セキュリティ研究企業のCloudSEKは、3200以上のモバイルアプリに開発者のミスがあり、ツイッターのアカウントの全部または一部機能の乗っ取りが可能とのレポートを発表しています。
これによりできることは、DMの閲覧やリツイート、リツイート、いいね!を付けることやフォロワーの削除、任意のアカウントのフォローやアカウント設定、表示画像の変更といったところです。
ただ乗っ取られる可能性のあるアカウントは、ユーザーではなくアプリ開発者のものだけというのが不幸中の幸いです。とはいえ、有名で認証済みのアカウントが標的とされることも意味しており、ボット軍団がフェイクニュースをばら撒く危険が生じるとも指摘されています。
もう1つのリスクは、ツイッターで流行している暗号通貨などの詐欺の宣伝に使われること。さらに攻撃者がDMを読むことで機密情報が流出するおそれもあります。

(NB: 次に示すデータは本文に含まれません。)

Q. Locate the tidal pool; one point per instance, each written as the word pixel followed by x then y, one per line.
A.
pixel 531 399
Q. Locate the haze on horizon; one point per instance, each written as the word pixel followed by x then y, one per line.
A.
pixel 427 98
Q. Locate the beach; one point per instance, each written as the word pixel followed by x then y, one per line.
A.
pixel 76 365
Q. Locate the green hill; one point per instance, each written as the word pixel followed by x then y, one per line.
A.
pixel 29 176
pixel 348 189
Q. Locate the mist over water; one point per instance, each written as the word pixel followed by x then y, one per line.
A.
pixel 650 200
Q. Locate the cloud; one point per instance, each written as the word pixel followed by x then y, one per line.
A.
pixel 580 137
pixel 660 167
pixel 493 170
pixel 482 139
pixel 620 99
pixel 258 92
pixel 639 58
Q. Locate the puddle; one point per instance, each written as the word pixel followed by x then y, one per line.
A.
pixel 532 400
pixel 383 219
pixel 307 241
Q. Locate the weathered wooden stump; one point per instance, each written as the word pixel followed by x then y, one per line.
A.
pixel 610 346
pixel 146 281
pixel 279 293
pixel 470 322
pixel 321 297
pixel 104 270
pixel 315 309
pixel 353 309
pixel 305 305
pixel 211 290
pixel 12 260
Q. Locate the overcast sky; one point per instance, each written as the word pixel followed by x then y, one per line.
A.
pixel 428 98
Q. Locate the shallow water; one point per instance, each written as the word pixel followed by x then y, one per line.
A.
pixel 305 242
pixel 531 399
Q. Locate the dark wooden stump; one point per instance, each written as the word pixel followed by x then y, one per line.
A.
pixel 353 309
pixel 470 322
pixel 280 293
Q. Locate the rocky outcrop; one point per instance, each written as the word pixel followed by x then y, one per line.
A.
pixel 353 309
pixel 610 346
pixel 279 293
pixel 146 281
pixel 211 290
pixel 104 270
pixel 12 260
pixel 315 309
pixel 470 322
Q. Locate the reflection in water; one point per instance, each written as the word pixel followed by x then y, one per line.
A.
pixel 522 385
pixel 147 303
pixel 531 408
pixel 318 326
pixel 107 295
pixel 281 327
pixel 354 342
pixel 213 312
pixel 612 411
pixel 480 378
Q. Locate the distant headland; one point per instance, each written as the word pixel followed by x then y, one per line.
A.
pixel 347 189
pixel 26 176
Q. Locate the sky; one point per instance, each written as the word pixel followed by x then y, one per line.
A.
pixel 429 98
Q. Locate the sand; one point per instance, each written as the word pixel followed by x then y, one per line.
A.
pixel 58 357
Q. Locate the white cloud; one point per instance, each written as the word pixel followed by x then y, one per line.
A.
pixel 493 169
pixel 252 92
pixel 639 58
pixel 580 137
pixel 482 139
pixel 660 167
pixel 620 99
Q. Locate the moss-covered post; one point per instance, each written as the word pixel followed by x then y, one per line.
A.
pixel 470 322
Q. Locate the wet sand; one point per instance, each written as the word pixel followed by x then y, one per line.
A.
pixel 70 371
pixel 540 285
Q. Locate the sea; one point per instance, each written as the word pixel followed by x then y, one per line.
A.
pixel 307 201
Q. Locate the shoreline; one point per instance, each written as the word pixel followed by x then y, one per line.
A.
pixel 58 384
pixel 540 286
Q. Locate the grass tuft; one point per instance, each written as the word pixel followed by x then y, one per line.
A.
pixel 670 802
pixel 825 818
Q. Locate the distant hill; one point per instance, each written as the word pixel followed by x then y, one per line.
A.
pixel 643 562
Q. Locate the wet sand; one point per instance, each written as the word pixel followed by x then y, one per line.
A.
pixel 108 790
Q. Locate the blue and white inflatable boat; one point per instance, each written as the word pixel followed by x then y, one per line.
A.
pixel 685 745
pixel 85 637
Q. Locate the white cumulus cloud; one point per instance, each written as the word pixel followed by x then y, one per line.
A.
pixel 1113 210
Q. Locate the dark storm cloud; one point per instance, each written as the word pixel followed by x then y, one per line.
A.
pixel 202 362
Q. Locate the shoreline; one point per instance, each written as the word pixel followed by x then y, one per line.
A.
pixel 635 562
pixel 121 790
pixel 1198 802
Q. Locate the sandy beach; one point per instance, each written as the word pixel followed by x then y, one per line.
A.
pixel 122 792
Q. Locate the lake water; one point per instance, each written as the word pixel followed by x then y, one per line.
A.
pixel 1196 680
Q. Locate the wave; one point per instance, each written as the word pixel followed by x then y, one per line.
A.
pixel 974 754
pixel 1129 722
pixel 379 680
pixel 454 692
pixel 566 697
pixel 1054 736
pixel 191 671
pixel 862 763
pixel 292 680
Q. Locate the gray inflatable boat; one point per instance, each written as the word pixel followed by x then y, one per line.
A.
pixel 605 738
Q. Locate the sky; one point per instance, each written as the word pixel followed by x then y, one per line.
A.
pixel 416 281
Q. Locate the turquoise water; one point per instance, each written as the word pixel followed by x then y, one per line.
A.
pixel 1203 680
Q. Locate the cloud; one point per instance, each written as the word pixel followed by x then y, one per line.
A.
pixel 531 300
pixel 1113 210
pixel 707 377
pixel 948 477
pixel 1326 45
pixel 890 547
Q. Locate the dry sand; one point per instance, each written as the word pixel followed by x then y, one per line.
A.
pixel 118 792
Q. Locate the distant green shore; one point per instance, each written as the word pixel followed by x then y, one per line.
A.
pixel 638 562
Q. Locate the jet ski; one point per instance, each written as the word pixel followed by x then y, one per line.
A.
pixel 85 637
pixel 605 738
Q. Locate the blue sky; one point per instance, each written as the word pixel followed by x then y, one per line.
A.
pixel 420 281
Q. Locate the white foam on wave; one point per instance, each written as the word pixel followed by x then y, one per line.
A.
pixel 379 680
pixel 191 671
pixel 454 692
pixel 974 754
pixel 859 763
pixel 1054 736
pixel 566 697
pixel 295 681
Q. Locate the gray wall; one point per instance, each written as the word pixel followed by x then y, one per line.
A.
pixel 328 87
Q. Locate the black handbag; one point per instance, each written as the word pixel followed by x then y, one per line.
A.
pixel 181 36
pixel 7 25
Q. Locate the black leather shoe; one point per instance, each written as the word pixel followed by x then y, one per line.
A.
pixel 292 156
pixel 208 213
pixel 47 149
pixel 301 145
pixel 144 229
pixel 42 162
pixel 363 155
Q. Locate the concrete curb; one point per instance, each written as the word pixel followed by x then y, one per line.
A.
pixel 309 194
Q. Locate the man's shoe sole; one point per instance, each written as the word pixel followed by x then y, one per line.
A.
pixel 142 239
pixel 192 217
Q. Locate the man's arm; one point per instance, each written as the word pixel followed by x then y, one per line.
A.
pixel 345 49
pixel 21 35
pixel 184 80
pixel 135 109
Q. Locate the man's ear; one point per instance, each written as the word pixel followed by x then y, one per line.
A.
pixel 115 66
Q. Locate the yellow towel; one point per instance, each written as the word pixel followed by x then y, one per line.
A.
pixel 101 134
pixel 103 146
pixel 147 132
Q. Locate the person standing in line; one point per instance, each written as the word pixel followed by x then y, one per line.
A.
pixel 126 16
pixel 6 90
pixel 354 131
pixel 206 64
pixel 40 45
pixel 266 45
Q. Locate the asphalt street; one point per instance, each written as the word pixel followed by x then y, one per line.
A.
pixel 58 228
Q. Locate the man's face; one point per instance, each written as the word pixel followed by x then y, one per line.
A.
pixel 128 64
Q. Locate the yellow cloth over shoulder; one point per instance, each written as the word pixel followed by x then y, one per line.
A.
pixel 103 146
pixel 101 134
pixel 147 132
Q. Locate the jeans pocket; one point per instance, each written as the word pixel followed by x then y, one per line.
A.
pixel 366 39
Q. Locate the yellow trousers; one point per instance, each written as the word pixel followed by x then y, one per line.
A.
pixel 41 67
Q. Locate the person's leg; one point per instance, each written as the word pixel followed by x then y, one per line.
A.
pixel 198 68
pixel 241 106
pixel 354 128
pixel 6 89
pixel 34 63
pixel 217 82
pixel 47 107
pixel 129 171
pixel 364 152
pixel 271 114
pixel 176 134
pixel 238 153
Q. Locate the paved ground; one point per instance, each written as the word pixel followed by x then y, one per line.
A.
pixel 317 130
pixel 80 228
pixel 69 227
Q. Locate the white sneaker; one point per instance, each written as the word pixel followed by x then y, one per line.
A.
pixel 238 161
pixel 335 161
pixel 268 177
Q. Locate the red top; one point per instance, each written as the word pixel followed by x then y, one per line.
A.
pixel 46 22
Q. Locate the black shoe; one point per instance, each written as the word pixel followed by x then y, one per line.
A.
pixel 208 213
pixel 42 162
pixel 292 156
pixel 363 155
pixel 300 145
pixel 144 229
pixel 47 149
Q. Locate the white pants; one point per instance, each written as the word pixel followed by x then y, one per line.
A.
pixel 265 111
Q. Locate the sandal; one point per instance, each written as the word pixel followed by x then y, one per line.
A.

なぜ、こうした問題が起こっているのか。それはモバイルアプリ開発者に与えられる特別な認証キー(トークン)が漏れてしまっているためです。
モバイルアプリをツイッターと紐付けるとき、開発者にはトークンが与えられ、それによりアプリとツイッターのAPI(外部サービスの機能と連携できる仕組み)がやり取りできるようになります。この認証キーを使うことで、誰もが本来のユーザー(この場合は開発者)に成り代わってツイッターの各種アクションを実行できてしまう……Bleeping Computerはそうした趣旨を説明しています。
では、どうして認証キーが流出したのか。CloudSEKによれば、アプリ開発者がそれをツイッターAPIに埋め込み、アプリを公開する前に削除し忘れるというミスから起こることが一般的だそうです。
この問題を抱えたアプリには、数百万人ものユーザーがいる、非常に人気の高いものもあるそうです。しかしCloudSEKが警告してから丸々1か月が経っても、ほとんどの開発者がこの問題を修正していないため、あえてアプリの名前は公表されていません。いまからでも遅くないので警告に耳を傾け、速やかに不具合が直されることを祈りたいところです。